A panoramic sunroof, which Infiniti calls a moonroof, is also included, along with the usual vehicle dynamic control and brake force distribution on the antilock brakes, and an upgraded audio and navigation system. All of that runs the test-vehicle price up from its $37,700 sticker price to a final $46,035, but that’s with all the performance and safety equipment loaded up. The test car’s silver-grey Graphite-Shadow paint sets it off as a technology center, too.
I like SUVs, and I most like compact SUVs, but a compact SUV that has an identity crisis because it thinks it’s a sports car is something I hadn’t considered.

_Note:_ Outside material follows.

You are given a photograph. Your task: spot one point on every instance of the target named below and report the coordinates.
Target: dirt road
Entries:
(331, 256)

Then last week, the Q60 rolled up to my door. I know about the letter and number designations, but I was surprised to see a sporty, racy coupe. The 3.0t Premium coupe would have looked good in any color, but this happened to be Iridium Blue, which is a dark, penetrating, contrasted by white leather on the seats.

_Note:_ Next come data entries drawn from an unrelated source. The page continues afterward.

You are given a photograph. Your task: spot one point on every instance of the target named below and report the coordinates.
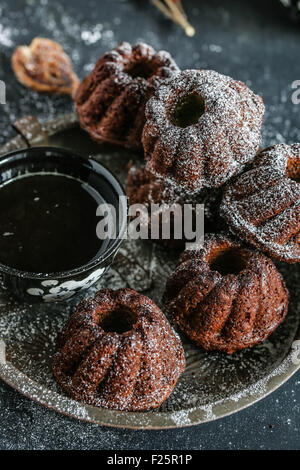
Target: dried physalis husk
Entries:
(44, 67)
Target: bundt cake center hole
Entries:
(228, 262)
(118, 321)
(188, 110)
(143, 69)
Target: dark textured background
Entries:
(251, 40)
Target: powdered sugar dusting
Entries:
(263, 205)
(225, 138)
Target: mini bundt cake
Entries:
(110, 102)
(144, 188)
(226, 296)
(201, 129)
(263, 205)
(118, 351)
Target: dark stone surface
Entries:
(250, 40)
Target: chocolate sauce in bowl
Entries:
(48, 223)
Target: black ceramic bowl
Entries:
(49, 287)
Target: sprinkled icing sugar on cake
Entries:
(225, 296)
(111, 100)
(263, 205)
(134, 369)
(217, 145)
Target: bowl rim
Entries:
(97, 168)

All-new for 2017, the Q60 3.0t Premium AWD Technology brings back the iconic Infiniti coupe in a technical tour de force. While you could start with the same 208-horsepower/258 foot-pounds of torque as the QX30, the move up to the twin-turbocharged 3.0-liter V6 offers 300 horsepower and 295 foot-pounds of torque. There is another, top version that hits 400 horsepower. Trust me, the 300/295 powerplant is more than adequate, but then I’d be happy with that over-achieving little 4 as well.
The sticker on the Q60 is $46,300 before you start adding the technology package, the direct adaptive steering, the leather seats, and the driver assistance package, which gather together the bline-spot assist, predictive forward collision warning, pedestria detecting forward braking, moving object detection anywhere in a 360-degree radius, back-up cross-traffic alert with collision intervention, and rain-sensing wipers. All that lifts the price tag to $57,255.
Naturally it has all the safety and proximity alert equipment as the QX30, and the sports coupe adds a killer Bose center-point surround audio system with 13 speakers.
More technology is available via a small toggle switch on the console, allowing you to switch from standard to eco to sport, sport-plus, or personal. Sport switches the car to heavier steering and quicker response, and firmer suspension. Sport-plus is more of the same, while eco backs you down to an easier ride and steering. The personal setting lets you mix and match to get the exact steering, ride and shift-point response.
Direct adaptive steering lets you control the tire angle and steering inputs to the wheels faster than a mechanical system could, and active trace control using light braking and engine output to the wheels to make the car handle even quicker and more precisely.
If the lane departure warning and blind spot warnings aren’t enough, you can set the Q60 for active lane control and blind spot intervention. Maybe you didn’t react quickly enough to the lane-departure warning, then the car can be instructed to push you back into your proper lane. These devices can be turned off, too.
During my week, I never did really hammer the Q60, because moderate throttle on takeoff or for passing pushed you prominently to where you wanted to be. Anything more, I figured, would have given me the means to test the extra police holiday patrolling.
The predictive forward collision warning measures your velocity as well as the car ahead, and the car ahead of that one, and warns if you are closing too fast.
If you’re just taking it easy, you might be in eco mode, which eases the sportiness of your steering and suspension, and -- get this -- signals you that you’re not driving in optimum economy mode by an indicator light, and by pushing back on your gas pedal pressure.